I know, I know; sounds like the title of a bad romance novel, doesn’t it? But since it’s so damn cold, I thought I’d write about something that always says summer to me the same way strawberries and asparagus say spring. Where I grew up, the houses all had big backyards–at least, they seemed big to us, at the time. The house that backed up directly onto our backyard had one of those dumb split-rail fences (they don’t actually keep anything smaller than a cow or horse in or out, do they?) at the line with our property, and behind that was a grape arbor. A Concord grape arbor, to be specific, which when I was growing up was the only kind of grape anybody knew. When we played hide-and-seek—which we did A LOT, because this was in the days before there were any sort of organized group activities involving grown-ups for kids (except for Little League, and not many boys seemed to do that), so we whiled away our long, long summers playing hide-and-seek and kick-the-can and softball and sardines and like that—the BEST place to hide was in the middle of the grape arbor, scootched down in the dirt, with the ripening fruit hanging all around you, making you dizzy with the smell.
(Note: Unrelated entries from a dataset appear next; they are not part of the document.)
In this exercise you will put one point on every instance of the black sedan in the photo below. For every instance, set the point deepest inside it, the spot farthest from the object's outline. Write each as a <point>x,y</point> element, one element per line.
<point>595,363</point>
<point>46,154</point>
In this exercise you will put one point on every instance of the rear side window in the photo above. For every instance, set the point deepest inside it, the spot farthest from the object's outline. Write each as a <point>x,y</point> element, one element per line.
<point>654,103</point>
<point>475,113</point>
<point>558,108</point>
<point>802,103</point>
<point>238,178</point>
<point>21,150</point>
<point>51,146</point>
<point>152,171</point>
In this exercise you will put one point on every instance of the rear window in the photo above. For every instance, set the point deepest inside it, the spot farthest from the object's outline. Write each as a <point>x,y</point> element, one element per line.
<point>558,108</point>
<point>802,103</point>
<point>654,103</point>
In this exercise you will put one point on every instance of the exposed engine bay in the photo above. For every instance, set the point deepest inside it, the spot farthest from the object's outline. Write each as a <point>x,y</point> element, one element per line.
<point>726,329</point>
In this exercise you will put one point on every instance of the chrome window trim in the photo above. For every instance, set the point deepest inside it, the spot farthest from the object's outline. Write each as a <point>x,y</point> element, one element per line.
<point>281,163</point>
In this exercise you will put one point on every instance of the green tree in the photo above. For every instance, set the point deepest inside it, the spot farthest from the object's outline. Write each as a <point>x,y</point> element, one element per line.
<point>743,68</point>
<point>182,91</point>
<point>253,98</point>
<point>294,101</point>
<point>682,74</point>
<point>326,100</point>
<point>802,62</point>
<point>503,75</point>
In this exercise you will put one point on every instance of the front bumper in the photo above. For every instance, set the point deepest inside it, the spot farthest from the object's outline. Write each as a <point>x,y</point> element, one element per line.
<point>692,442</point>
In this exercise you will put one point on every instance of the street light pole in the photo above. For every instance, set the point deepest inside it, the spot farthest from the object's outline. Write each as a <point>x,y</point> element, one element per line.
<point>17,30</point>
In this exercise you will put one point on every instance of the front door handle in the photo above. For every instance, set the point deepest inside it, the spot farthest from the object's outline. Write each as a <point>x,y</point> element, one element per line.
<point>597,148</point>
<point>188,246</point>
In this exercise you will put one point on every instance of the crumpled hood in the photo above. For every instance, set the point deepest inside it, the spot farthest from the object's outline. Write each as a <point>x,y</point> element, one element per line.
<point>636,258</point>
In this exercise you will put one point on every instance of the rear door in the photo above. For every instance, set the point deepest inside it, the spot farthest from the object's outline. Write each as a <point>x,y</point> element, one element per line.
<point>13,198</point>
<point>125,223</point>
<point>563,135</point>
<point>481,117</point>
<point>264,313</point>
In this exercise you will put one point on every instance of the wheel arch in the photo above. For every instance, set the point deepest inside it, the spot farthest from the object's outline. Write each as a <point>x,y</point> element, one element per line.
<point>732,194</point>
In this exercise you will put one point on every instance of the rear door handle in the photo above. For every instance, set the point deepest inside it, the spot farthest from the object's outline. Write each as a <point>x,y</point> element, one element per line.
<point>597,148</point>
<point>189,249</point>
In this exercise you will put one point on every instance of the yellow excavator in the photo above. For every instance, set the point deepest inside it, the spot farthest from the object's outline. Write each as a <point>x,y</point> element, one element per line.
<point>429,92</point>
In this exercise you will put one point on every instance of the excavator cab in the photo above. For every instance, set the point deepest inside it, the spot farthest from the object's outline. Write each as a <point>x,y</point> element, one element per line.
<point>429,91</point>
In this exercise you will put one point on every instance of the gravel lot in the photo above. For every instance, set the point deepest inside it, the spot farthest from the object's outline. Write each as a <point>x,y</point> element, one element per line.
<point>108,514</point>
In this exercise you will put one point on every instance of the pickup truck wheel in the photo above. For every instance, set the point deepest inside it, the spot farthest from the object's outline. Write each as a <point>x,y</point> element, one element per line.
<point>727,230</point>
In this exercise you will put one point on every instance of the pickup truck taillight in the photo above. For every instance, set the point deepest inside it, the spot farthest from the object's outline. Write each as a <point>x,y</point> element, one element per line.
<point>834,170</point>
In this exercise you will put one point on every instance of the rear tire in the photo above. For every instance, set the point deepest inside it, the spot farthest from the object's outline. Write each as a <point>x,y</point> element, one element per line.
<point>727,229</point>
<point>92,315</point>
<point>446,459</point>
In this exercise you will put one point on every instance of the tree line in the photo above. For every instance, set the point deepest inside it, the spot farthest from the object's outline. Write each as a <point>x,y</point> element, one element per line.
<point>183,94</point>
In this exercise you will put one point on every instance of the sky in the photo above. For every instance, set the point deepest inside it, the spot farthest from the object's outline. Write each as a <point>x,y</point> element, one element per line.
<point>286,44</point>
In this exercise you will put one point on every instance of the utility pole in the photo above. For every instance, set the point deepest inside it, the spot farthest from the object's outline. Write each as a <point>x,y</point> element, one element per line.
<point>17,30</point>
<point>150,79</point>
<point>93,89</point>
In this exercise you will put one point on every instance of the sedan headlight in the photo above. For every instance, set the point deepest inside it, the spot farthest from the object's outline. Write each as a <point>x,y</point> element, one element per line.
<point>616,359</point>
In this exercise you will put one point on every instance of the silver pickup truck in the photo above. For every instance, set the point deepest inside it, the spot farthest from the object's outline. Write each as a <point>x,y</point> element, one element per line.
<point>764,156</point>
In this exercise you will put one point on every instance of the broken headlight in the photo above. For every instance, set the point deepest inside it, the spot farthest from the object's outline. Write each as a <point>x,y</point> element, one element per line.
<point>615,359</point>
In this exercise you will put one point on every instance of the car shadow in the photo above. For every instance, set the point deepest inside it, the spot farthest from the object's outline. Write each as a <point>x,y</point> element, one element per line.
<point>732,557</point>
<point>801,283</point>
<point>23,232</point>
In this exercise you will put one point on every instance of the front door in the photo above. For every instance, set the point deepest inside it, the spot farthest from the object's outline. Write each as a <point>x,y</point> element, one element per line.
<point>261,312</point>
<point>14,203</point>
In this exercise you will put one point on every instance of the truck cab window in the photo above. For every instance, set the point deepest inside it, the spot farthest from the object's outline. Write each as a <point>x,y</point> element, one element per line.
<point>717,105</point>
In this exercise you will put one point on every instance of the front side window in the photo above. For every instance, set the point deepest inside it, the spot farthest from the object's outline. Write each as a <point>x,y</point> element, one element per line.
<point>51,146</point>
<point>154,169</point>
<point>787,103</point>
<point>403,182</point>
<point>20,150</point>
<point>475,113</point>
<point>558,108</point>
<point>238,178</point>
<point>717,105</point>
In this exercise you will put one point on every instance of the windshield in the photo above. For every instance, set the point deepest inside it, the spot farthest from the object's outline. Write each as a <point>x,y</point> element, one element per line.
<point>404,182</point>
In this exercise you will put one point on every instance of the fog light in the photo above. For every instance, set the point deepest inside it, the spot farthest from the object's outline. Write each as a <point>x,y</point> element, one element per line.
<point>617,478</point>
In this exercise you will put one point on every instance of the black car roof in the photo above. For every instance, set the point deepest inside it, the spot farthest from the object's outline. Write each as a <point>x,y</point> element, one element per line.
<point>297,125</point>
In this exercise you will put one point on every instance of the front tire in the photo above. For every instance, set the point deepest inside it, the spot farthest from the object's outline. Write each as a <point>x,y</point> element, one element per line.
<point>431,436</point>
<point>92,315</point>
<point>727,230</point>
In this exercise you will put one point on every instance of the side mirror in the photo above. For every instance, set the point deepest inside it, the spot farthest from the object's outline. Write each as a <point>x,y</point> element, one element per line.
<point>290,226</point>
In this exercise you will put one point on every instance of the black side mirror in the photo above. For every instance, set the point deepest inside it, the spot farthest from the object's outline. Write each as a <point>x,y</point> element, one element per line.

Concord grapes don’t taste all that great—when you pop one between your teeth, there’s a hint of the sweet fragrance that’s quickly swallowed up by the green squishy sour pulpy inside, that sort of makes you purse your mouth up. That’s why we could hang out in the arbor and not get caught by the neighbors. We didn’t actually eat the grapes; we just sucked in the scent. It was also a great place to hide because there would always be bees swarming around, so whoever was “it” didn’t really want to get too close. But the bees wouldn’t bother you much so long as you were still, and just crouched there, getting drunk on the rich grape aroma.
We were, in fact, so tormented by the disconnect between the smell of those grapes and their taste that one time, we picked a whole mess of them, swiped some pectin and sugar from my mom’s kitchen, and tried to make the grape-jelly equivalent of sun tea. Didn’t work. Made an awful mess in the Corrigans’ garage, too, up in the top loft where Mr. Corrigan kept his Playboy magazines.
You know Welch’s grape juice? A guy named Welch first developed a way to make nonfermenting grape juice out of Concord grapes, so his church could use it instead of wine at communion. How abstentious.
When I lived in the city, I planted a Concord grapevine out in the backyard, hoping to re-create that scent, but we moved before it ever bore grapes. For all I know, it’s still there today. If I had room for one, I’d sure plant one here at this house. I’d make stuffed grape leaves with the leaves, and I’d move a lawn chair out close to the vine in late summer, and sit and smell the grapes.